Zur Wahlfreiheit gehört auch die Entscheidung für ein oder mehrere Kinder oder eben für ein Leben ohne Kinder. Viele junge Frauen und Männer möchten freilich Kinder haben, sehen sich aber vor große Hindernisse gestellt. Wir wollen Rahmenbedingungen schaffen, die Menschen die Realisierung von Kinderwünschen erleichtern und die Eltern in ihrem Leben mit Kindern optimal unterstützen. Im Mittelpunkt müssen die Kinder stehen und nicht die Bevölkerungsstatistik.

Der Staat muss Familien fördern, in dem er Infrastrukturen bereithält, die gerade dann allen Familien zugute kommen, wenn sie zielgenau in die Bereiche gehen, wo Bildungsarmut und soziale Probleme Familien bedrücken und Kindern Startchancen beschneiden.

Der Staat muss dies auch tun, weil er grundgesetzlich dazu verpflichtet ist.

So muss der Staat dem Steuerpflichtigen sein Einkommen insoweit steuerfrei belassen, als es zur Schaffung der Mindestvoraussetzungen für ein menschenwürdiges Dasein benötigt wird. Der existenznotwendige Bedarf bildet von Verfassungswegen die Untergrenze für den Zugriff durch die Einkommensteuer. Art. 6 Abs. 1 GG gebietet darüber hinaus, dass bei der Besteuerung einer Familie das Existenzminimum sämtlicher Familienmitglieder steuerfrei bleiben muss.

Im Familienleistungsausgleich (§§ 31, 32 und 62--78 EStG) wird dies durch Kindergeld bzw. die Freibeträge für Kinder bewirkt. Im laufenden Jahr wird stets Kindergeld -- als Steuervergütung -- gezahlt. Bei der Veranlagung zur Einkommensteuer prüft das Finanzamt von Amts wegen, ob damit das Existenzminimum des Kindes steuerfrei bleibt. Erreicht das Kindergeld nicht die steuerliche Wirkung der Freibeträge für Kinder, so werden diese vom Einkommen abgezogen und der Anspruch auf Kindergeld verrechnet. In diesem Fall beschränkt sich der Familienleistungsausgleich auf die gebotene Steuerfreistellung. Soweit das Kindergeld über die steuerliche Wirkung der Freibeträge für Kinder hinausgeht, dient es der Förderung der Familien, und zwar vornehmlich der Familien mit geringerem Einkommen und mehreren Kindern.

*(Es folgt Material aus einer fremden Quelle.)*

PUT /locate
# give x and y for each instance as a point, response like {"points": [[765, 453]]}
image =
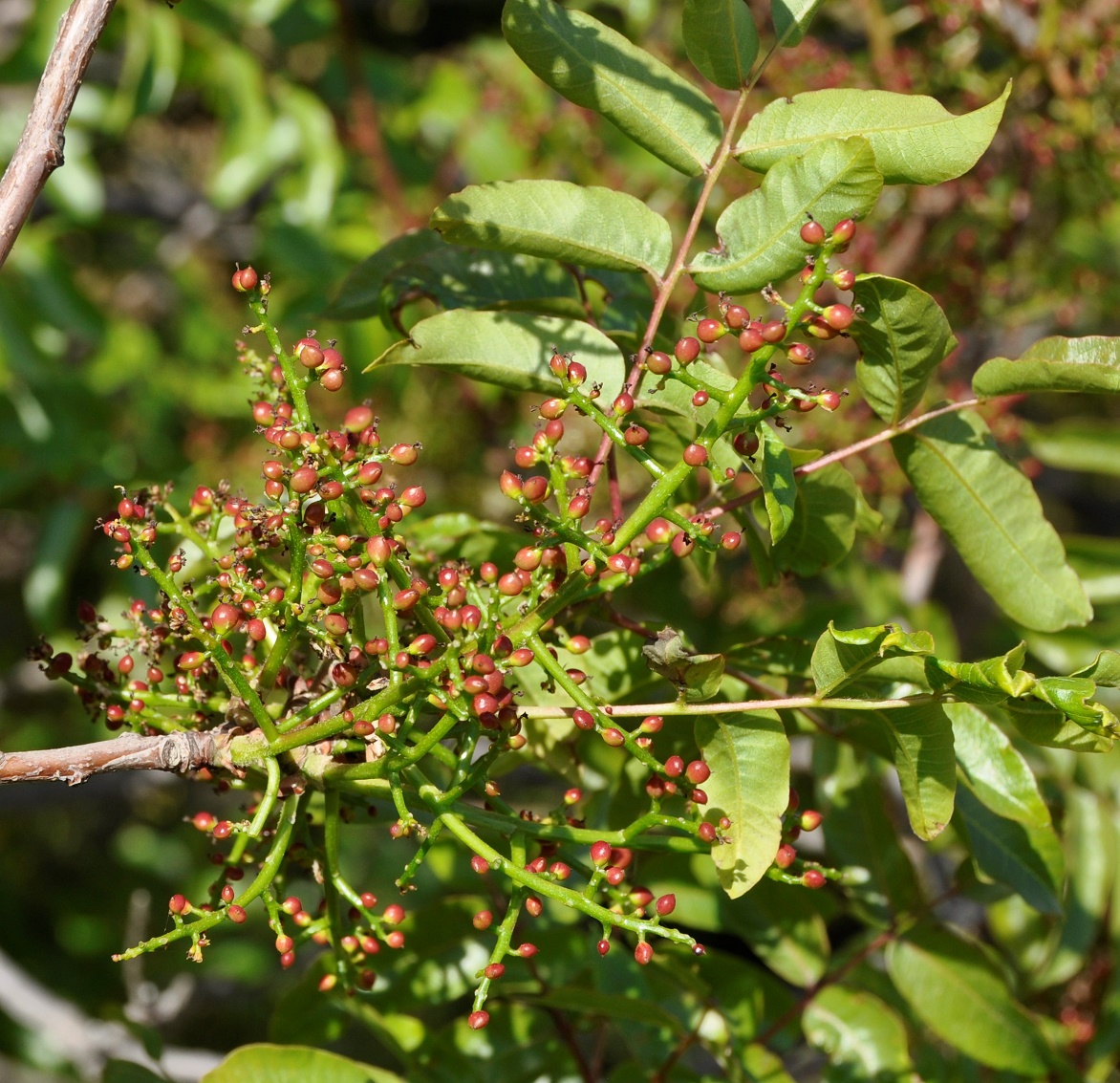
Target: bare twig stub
{"points": [[181, 751], [39, 151]]}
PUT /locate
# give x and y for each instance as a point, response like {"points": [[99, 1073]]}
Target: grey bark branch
{"points": [[181, 751], [39, 151]]}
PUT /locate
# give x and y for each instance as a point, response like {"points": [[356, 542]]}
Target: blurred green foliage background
{"points": [[300, 136]]}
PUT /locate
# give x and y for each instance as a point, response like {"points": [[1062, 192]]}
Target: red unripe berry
{"points": [[786, 856], [304, 480], [736, 317], [812, 233], [698, 771], [750, 339], [708, 331], [839, 317], [688, 348], [696, 455], [245, 279]]}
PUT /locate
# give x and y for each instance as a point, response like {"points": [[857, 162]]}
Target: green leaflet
{"points": [[792, 18], [722, 40], [903, 336], [840, 658], [914, 139], [749, 783], [824, 528], [1024, 858], [509, 350], [859, 1031], [992, 516], [955, 991], [598, 69], [780, 489], [293, 1064], [760, 233], [997, 771], [1054, 364], [588, 227]]}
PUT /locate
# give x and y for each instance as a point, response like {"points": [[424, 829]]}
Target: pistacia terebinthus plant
{"points": [[323, 646]]}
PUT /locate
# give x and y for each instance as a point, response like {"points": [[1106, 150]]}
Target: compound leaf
{"points": [[992, 516], [914, 138], [509, 350], [722, 40], [598, 69], [557, 220], [749, 783], [761, 233], [1054, 364], [903, 336]]}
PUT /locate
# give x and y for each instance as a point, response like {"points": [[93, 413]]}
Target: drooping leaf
{"points": [[1089, 843], [761, 233], [903, 336], [824, 528], [749, 784], [784, 927], [922, 749], [722, 40], [697, 677], [992, 516], [858, 1031], [1027, 859], [860, 834], [841, 657], [1073, 697], [952, 989], [1045, 726], [792, 19], [914, 138], [598, 69], [509, 350], [588, 227], [997, 771], [1054, 364], [779, 487], [293, 1064], [1078, 444]]}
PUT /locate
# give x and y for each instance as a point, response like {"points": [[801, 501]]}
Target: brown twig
{"points": [[181, 751], [39, 151]]}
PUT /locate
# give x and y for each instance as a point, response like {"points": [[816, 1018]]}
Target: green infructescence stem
{"points": [[581, 699], [231, 673], [260, 884], [565, 896]]}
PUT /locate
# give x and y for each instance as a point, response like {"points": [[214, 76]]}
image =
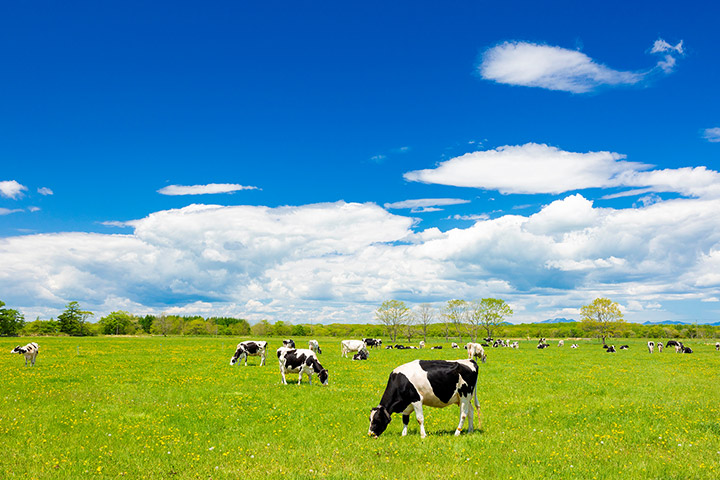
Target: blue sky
{"points": [[544, 154]]}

Die Subvention von Familien hält sich aus Sicht von Bündnis 90/Die Grünen daher in angemessenen Grenzen. Für die meisten Familien in Deutschland ergibt sich der größte Teil des Kindergeld aus den Steuerfreibeträgen. Der Transferanteil würdigt die familiären Leistungen und Lasten.

Insgesamt sind wir daher eher der Auffassung, dass Familien in Deutschland strukturell vernachlässigt werden und es im Bereich der Familienpolitik einen großen Nachholbedarf gibt. Übrigens lässt auch der Bedarf an Kinderbetreuungseinrichtungen, der beiden Elternteilen eine Vereinbarung von Beruf und Familie ermöglichen könnte, in weiten Teilen Deutschlands zu Wünschen übrig. Die Annahme jedenfalls, Familien (auch mit mehreren Kindern) würden übermäßig subventioniert, können wir nicht teilen. Das Gegenteil ist für viele Familien leider die Realität.